以前は、財政法第5条で本来発行できない赤字国債を、特別公債法案という財政法の上位法を毎年、成立させ、赤字国債を発行して、急場をしのいでいた。その法案を通すために毎年、与党は首相の首を差し出していたが、今では、一度、この法案を通せば5年間、赤字国債を発行できるようにした。

これでは赤字国債削減への首相のモチベーションは落ちる(第2次安倍政権が長期政権になり得たのも、これが主因だと私は考えている)。

又、「統合政府で考えると、財政は健全だ」という財政楽観論者の存在や「借金を拡大しても財政出動をすべきだ」等の財政出動派の存在が赤字を極大化させてしまった。この結果、第2次安倍政権は、尋常な方法での財政再建を放棄してしまったといえる。

「誰が首相になっても解決策はない。だから臭いものには蓋」

巨額になった借金を解消する手法は「大増税」か「借金踏み倒し」しかないが、大増税を放棄すれば、「借金踏み倒し」しか道はない。

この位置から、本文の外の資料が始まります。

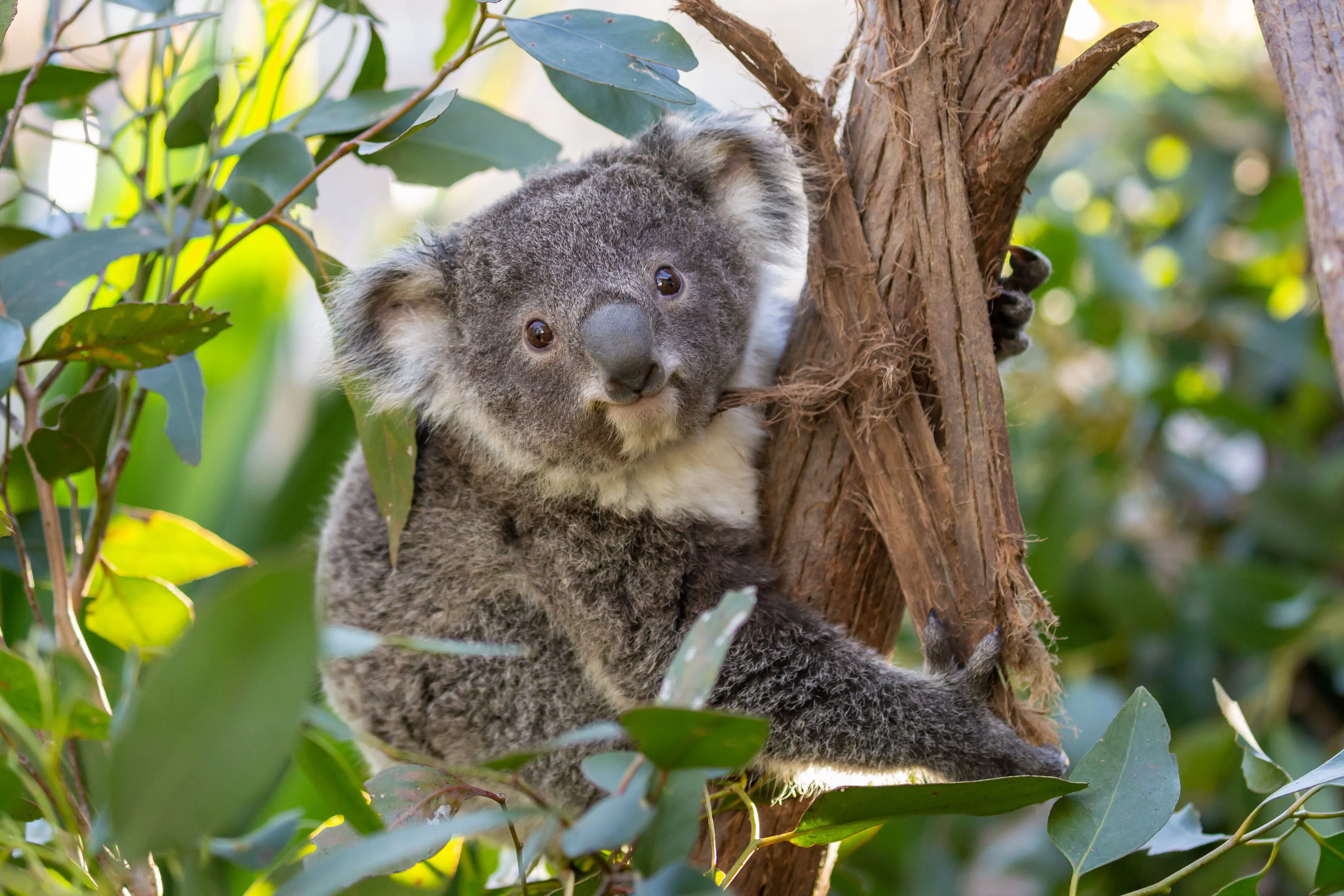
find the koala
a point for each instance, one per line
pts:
(578, 491)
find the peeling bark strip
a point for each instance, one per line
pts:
(898, 488)
(1306, 41)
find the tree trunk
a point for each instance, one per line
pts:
(1306, 41)
(887, 479)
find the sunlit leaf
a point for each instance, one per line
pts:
(263, 847)
(166, 546)
(431, 113)
(1182, 832)
(131, 336)
(373, 72)
(1133, 786)
(343, 867)
(34, 279)
(465, 139)
(675, 738)
(144, 613)
(695, 668)
(191, 124)
(215, 721)
(268, 171)
(183, 388)
(80, 438)
(608, 49)
(1262, 774)
(389, 445)
(336, 781)
(849, 810)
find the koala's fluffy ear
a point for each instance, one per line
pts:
(392, 322)
(748, 171)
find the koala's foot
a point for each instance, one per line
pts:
(984, 745)
(1011, 307)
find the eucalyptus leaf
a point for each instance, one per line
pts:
(132, 336)
(1261, 773)
(1183, 831)
(609, 49)
(182, 385)
(34, 279)
(11, 344)
(1132, 789)
(346, 866)
(695, 668)
(259, 850)
(194, 120)
(217, 719)
(849, 810)
(336, 781)
(465, 139)
(675, 738)
(389, 445)
(130, 612)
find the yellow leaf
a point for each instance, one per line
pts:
(154, 544)
(147, 613)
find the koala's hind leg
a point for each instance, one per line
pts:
(1011, 307)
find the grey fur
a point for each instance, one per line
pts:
(517, 535)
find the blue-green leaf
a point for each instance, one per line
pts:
(1132, 789)
(181, 384)
(608, 49)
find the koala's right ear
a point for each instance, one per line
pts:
(392, 322)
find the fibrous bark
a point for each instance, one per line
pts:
(1306, 41)
(887, 476)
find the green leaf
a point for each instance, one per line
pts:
(80, 438)
(677, 821)
(465, 139)
(215, 721)
(1261, 773)
(159, 25)
(11, 344)
(675, 738)
(1330, 868)
(1330, 773)
(334, 778)
(1133, 786)
(457, 29)
(19, 690)
(259, 850)
(389, 445)
(373, 72)
(849, 810)
(34, 279)
(608, 49)
(147, 613)
(53, 82)
(267, 172)
(346, 866)
(191, 124)
(181, 384)
(1183, 831)
(132, 336)
(431, 113)
(695, 668)
(166, 546)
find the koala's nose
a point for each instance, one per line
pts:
(620, 342)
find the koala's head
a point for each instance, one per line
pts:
(596, 315)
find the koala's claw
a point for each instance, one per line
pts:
(1011, 307)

「借金踏み倒し」は歴史的には、しばしば起こる。鎌倉時代・江戸時代は「徳政令」「棄捐令」だったが、今の世の中では、さすがにこのような過激な政策はとれないだろう。となると、実質、「借金踏み倒し策」であるハイパーインフレ策しかない。

1000兆円超の借金は、タクシー初乗り1兆円時代には、実質無きに等しくなるからだ。インフレとは債権者(国民)から債務者(国)への富の移行という意味で、大増税と同じである。したがってハイパーインフレとは国にとっては究極の財政再建策だが、国民にとっては地獄となる。

菅政権は安倍政権を継承するという。実は誰が総理になっても、この機に至っては、継承せざるを得ない。異次元緩和をやめると新首相が発言したとたんにXデーが到来するからだ。